In summary, myoglobin removal with the cytokine adsorber CS integrated into a high-flux dialyzer can be recommended for clinical routine due to its existing CE mark, ease of use and absence of side effects. Even though an advantage in patient outcome has not yet been confirmed, extracorporeal elimination seems to be useful especially in cases of high myoglobin levels and existing AKI. Therefore, potentially permanent damage of the renal tubules cells caused by the accumulation of myoglobin could be prevented [30]. Nevertheless, prospective studies are lacking in which the myoglobin clearance of CS can be accurately determined by a dense blood collection scheme and, for example, simultaneous measurements at the adorber’s in—and outlet, to determine cross-adsorber clearance.
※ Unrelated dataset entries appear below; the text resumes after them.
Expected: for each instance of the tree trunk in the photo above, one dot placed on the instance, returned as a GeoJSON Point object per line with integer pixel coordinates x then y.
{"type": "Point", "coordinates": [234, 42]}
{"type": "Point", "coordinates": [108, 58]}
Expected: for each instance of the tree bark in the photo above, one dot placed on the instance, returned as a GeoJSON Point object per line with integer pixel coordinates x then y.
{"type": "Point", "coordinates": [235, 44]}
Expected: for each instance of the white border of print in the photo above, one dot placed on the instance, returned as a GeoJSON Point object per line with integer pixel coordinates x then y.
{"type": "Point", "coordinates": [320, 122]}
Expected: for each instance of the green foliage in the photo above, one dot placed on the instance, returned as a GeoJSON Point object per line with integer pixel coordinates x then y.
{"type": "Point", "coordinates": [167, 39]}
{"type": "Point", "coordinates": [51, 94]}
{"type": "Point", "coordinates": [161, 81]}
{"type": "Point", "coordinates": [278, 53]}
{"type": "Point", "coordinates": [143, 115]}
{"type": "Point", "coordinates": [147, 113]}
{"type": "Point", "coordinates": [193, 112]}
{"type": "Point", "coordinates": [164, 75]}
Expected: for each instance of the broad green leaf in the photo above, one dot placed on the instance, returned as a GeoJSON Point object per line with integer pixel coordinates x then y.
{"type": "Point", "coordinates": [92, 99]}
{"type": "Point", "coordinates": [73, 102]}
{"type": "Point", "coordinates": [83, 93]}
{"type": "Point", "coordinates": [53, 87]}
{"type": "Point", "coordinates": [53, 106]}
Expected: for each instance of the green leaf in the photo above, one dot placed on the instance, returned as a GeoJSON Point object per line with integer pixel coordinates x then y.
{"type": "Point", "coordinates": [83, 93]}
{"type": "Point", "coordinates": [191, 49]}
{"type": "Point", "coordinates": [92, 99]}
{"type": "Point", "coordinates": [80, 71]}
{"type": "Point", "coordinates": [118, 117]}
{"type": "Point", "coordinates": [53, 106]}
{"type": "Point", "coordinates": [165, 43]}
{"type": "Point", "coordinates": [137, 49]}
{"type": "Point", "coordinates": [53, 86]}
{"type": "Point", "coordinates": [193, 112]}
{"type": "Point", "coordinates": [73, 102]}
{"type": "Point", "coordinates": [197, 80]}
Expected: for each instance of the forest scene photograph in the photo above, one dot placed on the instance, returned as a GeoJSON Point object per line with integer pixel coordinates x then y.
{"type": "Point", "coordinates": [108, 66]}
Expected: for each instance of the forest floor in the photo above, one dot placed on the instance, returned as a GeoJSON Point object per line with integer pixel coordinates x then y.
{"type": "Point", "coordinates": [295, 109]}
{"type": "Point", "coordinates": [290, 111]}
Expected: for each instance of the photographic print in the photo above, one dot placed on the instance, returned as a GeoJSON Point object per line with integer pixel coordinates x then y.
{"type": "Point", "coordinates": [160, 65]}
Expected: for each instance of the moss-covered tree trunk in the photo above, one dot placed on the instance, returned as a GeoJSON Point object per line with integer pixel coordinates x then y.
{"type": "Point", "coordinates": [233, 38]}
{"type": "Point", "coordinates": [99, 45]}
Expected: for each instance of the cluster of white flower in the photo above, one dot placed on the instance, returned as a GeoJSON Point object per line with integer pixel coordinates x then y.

Finally, this study has several limitations. First, it was a retrospective, single-center data analysis, whereby laboratory parameters were collected in clinical routine. Although the time of blood collection and the duration of treatment with CS were electronically documented, a slight deviation was still possible. Second, there was no control group, so the course of myoglobin without CS could not be assessed and elimination outside the kidneys may have played a minor role. In this context, a statement on the difference in patients’ outcome with and without CS treatment is not possible. Third, CK was measured using a kinetic test, so the CK value included all isoforms. Last, statements about the myoglobin clearance and saturation kinetics of the CS absorber are not possible due to the relatively sparse blood sampling scheme. Moreover, small amounts of myoglobin can also be eliminated by the high-flux dialysis and the elimination was therefore a combination of CS therapy and high-flux dialysis.

Conclusion

Blood purification with Cytosorb® integrated into a high-flux dialyzer may be a useful tool for the elimination of myoglobin in critically ill patients with rhabdomyolysis. Myoglobin elimination could avert permanent kidney damage by avoiding its deposition in the kidney. A measurable effect might be obscured during sustained rhabdomyolysis, seen in patients with a rising CK during treatment. Thus, in-vivo pre- and post-adsorber measurements would be useful for investigating the elimination rate and elimination kinetic of myoglobin during CS treatment. Prospective randomized trials would, furthermore, be useful to examine the clinical benefits in terms of recovery of kidney function and patient outcome.